Beschluss vom 28.03.2008


Leitsatz:Im gerichtlichen Kostenfestsetzungsverfahren nach § 164 VwGO ist die für das vorangegangene Verwaltungsverfahren entstandene Geschäftsgebühr nach Maßgabe der Vorbemerkung 3 Abs. 4 Vergütungsverzeichnis RVG anteilig auf die Verfahrensgebühr des gerichtlichen Verfahrens anzurechnen (Änderung der bisherigen Senatsrechtsprechung mit Beschluss vom 8. Oktober 2007 - 10 OA 201/07 -, NJW 2008, 535)

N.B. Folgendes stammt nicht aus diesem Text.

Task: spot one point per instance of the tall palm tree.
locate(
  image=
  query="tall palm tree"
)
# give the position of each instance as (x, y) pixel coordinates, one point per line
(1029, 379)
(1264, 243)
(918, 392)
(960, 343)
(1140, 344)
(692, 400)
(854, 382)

Hat der Bevollmächtigte die Vertretung des obsiegenden Beteiligten im Verwaltungsverfahren im Rahmen der Beratungshilfe übernommen, so dass für dieses Geschäft allein eine Geschäftsgebühr nach Nr. 2603 Vergütungsverzeichnis RVG angefallen ist, kann lediglich die Hälfte dieser Geschäftsgebühr, nicht aber (fiktiv) eine anteilige Geschäftsgebühr nach Nummern 2400 - 2403 Vergütungsverzeichnis RVG auf die Verfahrensgebühr angerechnet werden.

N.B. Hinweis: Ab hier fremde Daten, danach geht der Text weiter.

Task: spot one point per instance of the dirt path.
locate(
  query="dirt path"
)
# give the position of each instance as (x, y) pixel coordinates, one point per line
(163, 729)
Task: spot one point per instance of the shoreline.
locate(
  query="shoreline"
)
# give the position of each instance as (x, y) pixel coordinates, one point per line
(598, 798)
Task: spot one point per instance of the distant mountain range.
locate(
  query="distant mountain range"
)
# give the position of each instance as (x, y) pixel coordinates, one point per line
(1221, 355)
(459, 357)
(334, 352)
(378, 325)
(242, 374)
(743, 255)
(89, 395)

Rechtsgebiete:VV-RVG, VwGO
Vorschriften:§ VV-RVG Nr. 2400, § VV-RVG Nr. 2603, § VV-RVG Vorbemerkung 3 Abs. 4, § 162 Abs. 1 VwGO, § 162 Abs. 2 VwGO, § 164 VwGO
Stichworte:Anrechnung, Beratungshilfe, Gerichtskosten, Geschäftsgebühr, Kostenerstattung, Kostenfestsetzung, Verfahrensgebühr, Vertretung (Beratungshilfe)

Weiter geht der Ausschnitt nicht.